总之,中国儒释道三家都极其注重“静”的力量,不单单是儒释道学派的人会认为,人能通过“静”体悟“道”和“无我”的超脱感,更是说“静”已经成为中国人的一种普遍的美学和生活价值。
魏晋时期,喜爱老庄思想的文人们将“清静”也视为文艺评论和文艺创作的态度;到了唐代,诗僧皎然的诗论《诗式》当中更是直接提到诗的辩体格式有十九,而第十八体就是“静”。这个诗中之静,“非如松风不动,林貁未鸣,乃谓意中之境”,提倡唐诗中也应该有“静”的感觉,不是提倡松风不动,林貁未鸣,不是说山林中的野兽不叫松树不动了就叫静。他说诗歌要有一种意中之静,一种抽象感觉上的境。比如杜甫写的“云野初弦月,香传小树花。”浮云慢慢的掩盖住了弦月,四周开始传来淡淡的花香,这也是意中之静,人的心只有静了,才会带来感受力的提升,才会闻到远方的花香,王维的“倚仗柴门外,临风听暮蝉。渡头余落日,墟里上孤烟。”王维仿佛在说,自己只有心静下来的时候,才会听到暮蝉,才会看见远方落日的余晖,和村口的孤烟,这就是心止之静的状态,“人闲桂花落,夜静春山空”,人的心只有静下来,才会欣赏到桂花的落下和春山的空寂。

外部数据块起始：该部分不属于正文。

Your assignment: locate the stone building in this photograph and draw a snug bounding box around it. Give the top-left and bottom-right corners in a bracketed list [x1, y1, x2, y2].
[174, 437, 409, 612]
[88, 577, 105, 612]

初唐王继在《野望》中也写道,“树树皆秋色,山山唯落晖。牧人驱犊返,猎马带禽归。”这也是心静状态下的日常生活感受;苏轼在《送参寥师》中写道,“欲令诗语妙,无厌空且静。静故了群动,空故纳万静。”心静才能了然周围一切的运动,也恰如“空”的境界,才能容纳世间万物的现象;中国美学大师朱光潜也曾提到,“中国人就有这样一种独特的“静趣”,我们中国人或许自古就没有西方那种迷狂的精神趣味,我们的高级趣味乃深藏在静之中”。朱光潜先生又写道,“所谓的‘感受’是被动的,感受这两个字的涵义也极其的广泛。眼见颜色,耳闻声音,是感受;见颜色而知其美,闻声音而知其和,也是感受。同一美颜,同一和声,各个人所见的美与和的程度又随天资境遇而又不同。比如路边有一棵松树,你看见它只觉得可以砍来造船,我见到它可以让人纳凉,旁人见到他,可以说它很适合入画,或者说他是高风亮节的象征。再比如,街上有一个乞丐,我只能见他蓬头垢面,觉得他很讨厌你见他便发慈悲心给他一个钱币,旁人见到他,也许会发下宏愿,要打翻社会制度。这几个人的反应不同,都是由于感受力有强有弱。”我们所见的事物,所见的美与趣味与否,也在于我们自身的感受力,“世间天才之所以是天才,固然由于其具有伟大的创造力,而他的感受力也分外比一般人强烈。比如诗人和美术家,你见不到的东西他能见到,你闻不到的东西他能闻到。而麻木不仁的人就不是这样,你就算请伯牙向他弹琴,他也只能联想到棉匠弹棉花。”、“世界上最快活的人,不仅是最活动的人,也是最能领略的人。所谓领略,就是能在生活中寻出趣味,领略趣味的能力固然一半来自天资,一半也来自修养,而大约在静中是比较容易出趣味的。一般人不能感受趣味,多半是因为心地很忙,不空所以不灵,而我所谓的静,便是指的心界的空灵,不是指物界的沉寂,物界是永远不会沉寂的,你的心境越加的空灵,你越不会觉得物界的沉寂。或者可以进一步说,你的心界愈空灵,你越不觉得物界的喧嚣。”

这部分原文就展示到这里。